Sportfreunde Stuttgart – TB Untertürkheim 1:3 (1:1)
Am Donnerstagabend, parallel zur Krönung des Staffelprimus Croatia, duellierten sich auf der Waldau in den Sportfreunden Stuttgart und dem TB Untertürkheim zwei Mittelfeldmannschaften. Die Gastgeber gingen derweil stark ersatzgeschwächt in die Partie, selbst der Trainer Fabio Criscuolo musste von Beginn an ran. Zwar kam dessen Truppe in Halbzeit eins durch Christian Reploh noch zum Ausgleich, dezimierte sich gegen Ende aber wieder selbst. Ali Younis wurde mit Gelb-Rot des Platzes verwiesen.
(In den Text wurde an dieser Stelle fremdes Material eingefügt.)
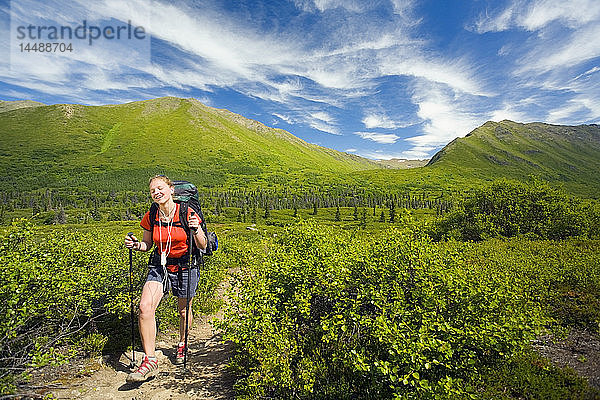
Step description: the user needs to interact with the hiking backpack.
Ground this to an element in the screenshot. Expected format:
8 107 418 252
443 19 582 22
150 181 219 257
Dubios: Dasselbe passierte ihm bereits vor einer Woche bei seinem bis dato letzten Einsatz.
Im zweiten Spielabschnitt drehten die Gäste aus Untertürkheim mächtig auf. Zur Pause in der Kabine „habe ich den Jungs Feuer unterm Hintern gemacht“, erzählt TBU-Coach Ivo Ilijasevic. „Dann haben sie es besser gemacht, wir hatten das Spiel im Griff.“ Spieler des Spiels war in den Augen des Trainer Lars Widmann. Der Flügelflitzer auf der linken Außenbahn zeichnete sich für alle drei Vorlagen verantwortlich. Zweimal vollstreckte Amadou Camara, einmal Sandro Vukic. „Am Ende war es ein gutes Spiel mit ein paar Tiefen“, sagt Ilijasevic.
Die Sportfreunde hätten zwischenzeitlich auf 2:1 stellen können, Untertürkheims Keeper Marcel Janik parierte jedoch. Demgegenüber hadert der Übungsleiter der Gäste damit, dass seine Mannen nicht früher das 2:0 geschossen hatten. Entweder war Sportfreunde-Torhüter Mika Shahin zur Stelle, oder der Pfosten im Weg.
Tore: 0:1 Camara (10.), 1:1 Reploh (32.), 1:2 Vukic (73.), 1:3 Camara (77.).
Besonderes: Gelb-Rot für Younis (Sportfreunde, 89.).